As I said the last time, we're working on it. Be patient pls.
While your team is checking into this, I'd be most interested to know one way or the other whether this affects RDRAND too. Since RDRAND uses the same source as RDSEED for seeding its DRBG, I could imagine it triggering this bug too (in unlikely circumstances), and then generating random looking output that's actually based on a key that has some runs of zeros in it. We'd have a hard time figuring this out from looking at the output (or even triggering it deliberately), but it seems like something that should be knowable by the team doing root cause analysis of the RDSEED bug.
Thanks, Jason
On Sun, Oct 19, 2025 at 04:46:06PM +0200, Jason A. Donenfeld wrote:
While your team is checking into this, I'd be most interested to know one way or the other whether this affects RDRAND too.

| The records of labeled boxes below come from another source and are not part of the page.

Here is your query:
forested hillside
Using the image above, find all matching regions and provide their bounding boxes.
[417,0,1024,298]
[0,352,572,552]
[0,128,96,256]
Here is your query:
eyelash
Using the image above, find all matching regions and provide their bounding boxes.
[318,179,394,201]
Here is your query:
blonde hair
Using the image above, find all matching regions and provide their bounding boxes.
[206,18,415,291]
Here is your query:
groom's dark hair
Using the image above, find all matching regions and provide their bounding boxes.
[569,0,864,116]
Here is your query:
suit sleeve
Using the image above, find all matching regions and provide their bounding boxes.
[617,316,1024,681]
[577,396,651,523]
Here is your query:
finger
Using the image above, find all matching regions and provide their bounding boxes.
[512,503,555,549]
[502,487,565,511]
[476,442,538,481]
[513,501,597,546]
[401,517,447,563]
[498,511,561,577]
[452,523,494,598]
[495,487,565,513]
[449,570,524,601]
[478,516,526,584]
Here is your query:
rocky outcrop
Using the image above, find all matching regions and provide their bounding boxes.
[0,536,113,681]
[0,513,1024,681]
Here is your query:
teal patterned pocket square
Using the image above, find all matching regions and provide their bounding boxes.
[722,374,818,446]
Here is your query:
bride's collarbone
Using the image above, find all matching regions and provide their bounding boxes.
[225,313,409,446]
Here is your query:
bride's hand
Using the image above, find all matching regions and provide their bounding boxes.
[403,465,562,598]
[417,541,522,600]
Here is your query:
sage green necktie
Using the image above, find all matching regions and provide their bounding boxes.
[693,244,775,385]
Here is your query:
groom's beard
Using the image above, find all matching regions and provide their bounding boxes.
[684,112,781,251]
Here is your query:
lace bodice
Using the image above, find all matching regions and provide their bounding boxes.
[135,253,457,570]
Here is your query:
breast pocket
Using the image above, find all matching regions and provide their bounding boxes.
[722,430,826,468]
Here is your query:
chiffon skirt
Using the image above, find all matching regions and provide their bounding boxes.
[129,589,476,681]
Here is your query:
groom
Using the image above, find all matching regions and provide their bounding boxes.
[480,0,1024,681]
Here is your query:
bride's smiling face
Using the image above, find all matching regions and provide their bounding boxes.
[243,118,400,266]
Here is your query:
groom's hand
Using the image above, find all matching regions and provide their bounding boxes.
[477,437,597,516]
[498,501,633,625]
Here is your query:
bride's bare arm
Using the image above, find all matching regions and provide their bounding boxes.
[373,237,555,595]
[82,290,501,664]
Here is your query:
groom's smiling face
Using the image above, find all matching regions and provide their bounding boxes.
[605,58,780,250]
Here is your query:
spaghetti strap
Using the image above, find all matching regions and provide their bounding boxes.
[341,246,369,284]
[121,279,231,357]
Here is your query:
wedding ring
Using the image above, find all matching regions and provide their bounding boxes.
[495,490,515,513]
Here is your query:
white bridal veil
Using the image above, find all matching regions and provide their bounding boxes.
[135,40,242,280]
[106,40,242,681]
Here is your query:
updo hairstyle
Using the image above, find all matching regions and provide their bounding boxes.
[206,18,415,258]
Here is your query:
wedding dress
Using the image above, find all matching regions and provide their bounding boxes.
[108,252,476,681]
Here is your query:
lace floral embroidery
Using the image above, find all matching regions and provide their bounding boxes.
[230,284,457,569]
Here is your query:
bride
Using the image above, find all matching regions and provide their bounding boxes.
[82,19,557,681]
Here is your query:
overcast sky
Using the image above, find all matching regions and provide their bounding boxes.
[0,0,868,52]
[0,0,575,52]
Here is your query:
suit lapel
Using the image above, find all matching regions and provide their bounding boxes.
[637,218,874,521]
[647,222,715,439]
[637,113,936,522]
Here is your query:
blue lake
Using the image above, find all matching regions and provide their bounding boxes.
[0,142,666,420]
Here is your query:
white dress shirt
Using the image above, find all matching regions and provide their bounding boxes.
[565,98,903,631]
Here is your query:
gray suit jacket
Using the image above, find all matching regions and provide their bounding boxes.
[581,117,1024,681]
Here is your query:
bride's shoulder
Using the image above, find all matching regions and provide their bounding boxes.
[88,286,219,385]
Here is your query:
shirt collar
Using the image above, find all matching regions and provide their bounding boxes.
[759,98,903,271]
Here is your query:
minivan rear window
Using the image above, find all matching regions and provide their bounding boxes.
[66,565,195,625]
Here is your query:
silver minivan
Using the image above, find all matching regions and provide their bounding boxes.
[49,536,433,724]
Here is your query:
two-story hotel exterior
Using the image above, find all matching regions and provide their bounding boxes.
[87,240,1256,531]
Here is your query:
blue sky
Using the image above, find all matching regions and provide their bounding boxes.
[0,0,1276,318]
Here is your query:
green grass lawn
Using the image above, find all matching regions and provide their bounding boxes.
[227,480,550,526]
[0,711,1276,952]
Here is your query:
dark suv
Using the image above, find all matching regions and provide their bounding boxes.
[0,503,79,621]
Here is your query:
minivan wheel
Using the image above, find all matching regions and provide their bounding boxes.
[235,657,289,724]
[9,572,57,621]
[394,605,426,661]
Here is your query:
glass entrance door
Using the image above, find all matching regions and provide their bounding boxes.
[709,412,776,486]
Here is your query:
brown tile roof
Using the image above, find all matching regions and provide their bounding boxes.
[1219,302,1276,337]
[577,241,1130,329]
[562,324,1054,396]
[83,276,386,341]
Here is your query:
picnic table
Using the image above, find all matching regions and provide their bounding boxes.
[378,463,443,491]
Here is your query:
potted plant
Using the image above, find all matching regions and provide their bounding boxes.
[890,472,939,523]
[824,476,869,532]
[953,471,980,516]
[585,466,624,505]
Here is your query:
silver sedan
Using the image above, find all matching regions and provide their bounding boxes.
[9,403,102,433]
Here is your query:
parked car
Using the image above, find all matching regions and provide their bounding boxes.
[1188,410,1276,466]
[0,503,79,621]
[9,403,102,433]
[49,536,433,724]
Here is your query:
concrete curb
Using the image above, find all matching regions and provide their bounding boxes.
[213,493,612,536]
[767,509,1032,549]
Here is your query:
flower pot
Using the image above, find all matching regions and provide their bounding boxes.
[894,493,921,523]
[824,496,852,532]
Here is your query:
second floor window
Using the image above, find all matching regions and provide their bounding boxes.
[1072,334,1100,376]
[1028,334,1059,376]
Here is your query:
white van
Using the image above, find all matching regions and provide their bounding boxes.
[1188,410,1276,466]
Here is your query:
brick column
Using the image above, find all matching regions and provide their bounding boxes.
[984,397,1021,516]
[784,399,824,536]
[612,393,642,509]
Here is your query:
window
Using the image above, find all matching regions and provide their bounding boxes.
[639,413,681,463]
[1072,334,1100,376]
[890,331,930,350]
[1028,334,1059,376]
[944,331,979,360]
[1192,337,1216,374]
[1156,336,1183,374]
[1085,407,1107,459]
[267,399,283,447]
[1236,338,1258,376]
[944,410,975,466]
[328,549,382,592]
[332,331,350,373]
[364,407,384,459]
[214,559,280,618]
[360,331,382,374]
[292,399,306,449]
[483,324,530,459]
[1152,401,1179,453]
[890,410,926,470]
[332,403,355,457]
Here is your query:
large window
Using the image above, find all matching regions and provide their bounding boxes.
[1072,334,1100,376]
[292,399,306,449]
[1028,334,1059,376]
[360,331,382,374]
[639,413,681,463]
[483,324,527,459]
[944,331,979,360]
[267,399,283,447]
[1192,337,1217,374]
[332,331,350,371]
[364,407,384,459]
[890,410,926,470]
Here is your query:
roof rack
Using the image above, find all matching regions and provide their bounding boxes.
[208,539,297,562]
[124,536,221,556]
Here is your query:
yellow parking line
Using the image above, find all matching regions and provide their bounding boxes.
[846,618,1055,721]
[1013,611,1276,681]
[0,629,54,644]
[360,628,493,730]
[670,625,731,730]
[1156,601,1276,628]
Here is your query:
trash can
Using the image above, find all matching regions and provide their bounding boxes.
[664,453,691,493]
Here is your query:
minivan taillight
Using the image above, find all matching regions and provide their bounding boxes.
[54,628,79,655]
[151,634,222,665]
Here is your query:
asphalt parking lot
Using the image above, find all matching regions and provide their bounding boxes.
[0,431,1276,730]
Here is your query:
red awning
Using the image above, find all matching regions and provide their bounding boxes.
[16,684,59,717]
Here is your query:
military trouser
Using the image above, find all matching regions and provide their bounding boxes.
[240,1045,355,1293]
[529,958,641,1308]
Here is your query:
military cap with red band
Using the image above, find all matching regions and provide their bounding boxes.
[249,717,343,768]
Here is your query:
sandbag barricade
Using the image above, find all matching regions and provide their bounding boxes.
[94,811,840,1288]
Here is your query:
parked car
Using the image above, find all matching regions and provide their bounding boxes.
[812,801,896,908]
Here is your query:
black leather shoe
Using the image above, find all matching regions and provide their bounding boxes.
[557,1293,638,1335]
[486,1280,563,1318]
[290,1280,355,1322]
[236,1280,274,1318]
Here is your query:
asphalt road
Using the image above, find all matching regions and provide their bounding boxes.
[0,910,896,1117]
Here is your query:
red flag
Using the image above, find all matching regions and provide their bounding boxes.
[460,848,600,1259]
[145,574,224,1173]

No it doesn't, AFAIK. The only one affected is the 32-bit or 16-bit dest operand version of RDSEED. Again, AFAIK.
On Sun, Oct 19, 2025 at 05:00:27PM +0200, Borislav Petkov wrote:
On Sun, Oct 19, 2025 at 04:46:06PM +0200, Jason A. Donenfeld wrote:
While your team is checking into this, I'd be most interested to know one way or the other whether this affects RDRAND too.
No it doesn't, AFAIK. The only one affected is the 32-bit or 16-bit dest operand version of RDSEED. Again, AFAIK.
Oh good. So on 64-bit kernels, the impact to random.c is zilch.